Limited-time free shipping to nudge undecided shoppers brand email example from Wayfair:
The word “earned” in the subject line is a powerful touch. But, 30 days doesn’t exactly spark an “I’ve got to act now” feeling.
Instead, limit your free shipping offer by tying it directly to a real-world deadline. The NFL shop does this by personalizing their free-shipping email in a number of ways:
7. Add words to the email subject line and copy that scream ‘urgent’
Our final way to add urgency isn’t so much about a specific tactic…it’s a catch-all about words themselves.
The most enticing discounts will go out in vain if you can’t tease your subscribers to open your emails in the first place.
Two points deserve special attention before we conclude.
Number one, don’t hide urgency in the body of the email… Instead, lather your subject line with friction-reducing and scarcity-think language:
Number two, major on two words in particular: “you” and action verbs. “You” is universally recognized as one of the most persuasive words in the English language. So make your subject line about them by talking directly to your subscriber.

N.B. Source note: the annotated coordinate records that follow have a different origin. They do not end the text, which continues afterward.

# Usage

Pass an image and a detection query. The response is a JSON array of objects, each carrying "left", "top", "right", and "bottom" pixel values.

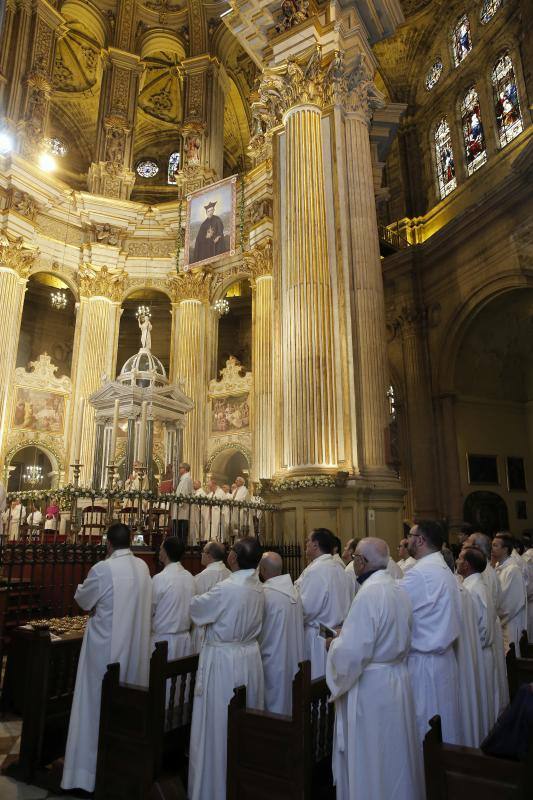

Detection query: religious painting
[
  {"left": 507, "top": 456, "right": 527, "bottom": 492},
  {"left": 13, "top": 386, "right": 65, "bottom": 434},
  {"left": 468, "top": 453, "right": 500, "bottom": 484},
  {"left": 183, "top": 176, "right": 237, "bottom": 268},
  {"left": 211, "top": 394, "right": 250, "bottom": 433},
  {"left": 492, "top": 54, "right": 523, "bottom": 147},
  {"left": 461, "top": 86, "right": 487, "bottom": 175}
]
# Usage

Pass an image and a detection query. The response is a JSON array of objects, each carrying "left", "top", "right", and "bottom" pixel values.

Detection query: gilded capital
[
  {"left": 0, "top": 237, "right": 39, "bottom": 278},
  {"left": 77, "top": 264, "right": 128, "bottom": 303},
  {"left": 243, "top": 237, "right": 272, "bottom": 280},
  {"left": 167, "top": 269, "right": 211, "bottom": 303}
]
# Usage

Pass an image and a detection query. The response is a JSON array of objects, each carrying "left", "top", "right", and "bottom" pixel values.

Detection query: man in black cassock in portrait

Time-based scarcity does increase open rates and click-through rates
Urgency overcomes both passivity and cognitive friction. It makes the cost of doing nothing higher than the cost acting. And that’s the hurdle that stands between your email marketing and making a sale.
Unfortunately, less-than-ethical marketers often misuse these potent tactics for their own gain: lying about deals, faking out-of-stock situations, and manipulating pricing.
When it comes to urgency – at the risk of sounding cliche – keep it real and respectful.
Urgent email subject lines FAQs
What is an urgent email subject line?
An urgent email subject line is a concise message at the beginning of an email that conveys a sense of immediate importance or time sensitivity. It aims to grab the recipient’s attention and prompt them to open and read the email promptly. The best email subject lines for urgency tempt readers to act fast on limited-time offers.
When should I use an urgent email subject line?
Urgent email subject lines are typically used when there is time-sensitive information or a pressing matter that requires the email recipient’s immediate attention. This can include critical updates and follow-up emails, time-bound offers, emergency announcements, or important deadlines. Using urgent email subject lines at the wrong time can lead to higher unsubscribe rates and loss of credibility.
How can I make an urgent email subject line effective?
To make an effective subject line for urgency, be specific about the urgency, use action-oriented language, and provide a clear call-to-action (CTA) to indicate why the email is urgent. Avoid using urgent sales email subject lines for non-critical messages to maintain credibility. Personalized email subject lines can also be effective when looking for attention-grabbing strategies. Include the recipient’s name and spice up your content with emojis to create catchy email subject lines.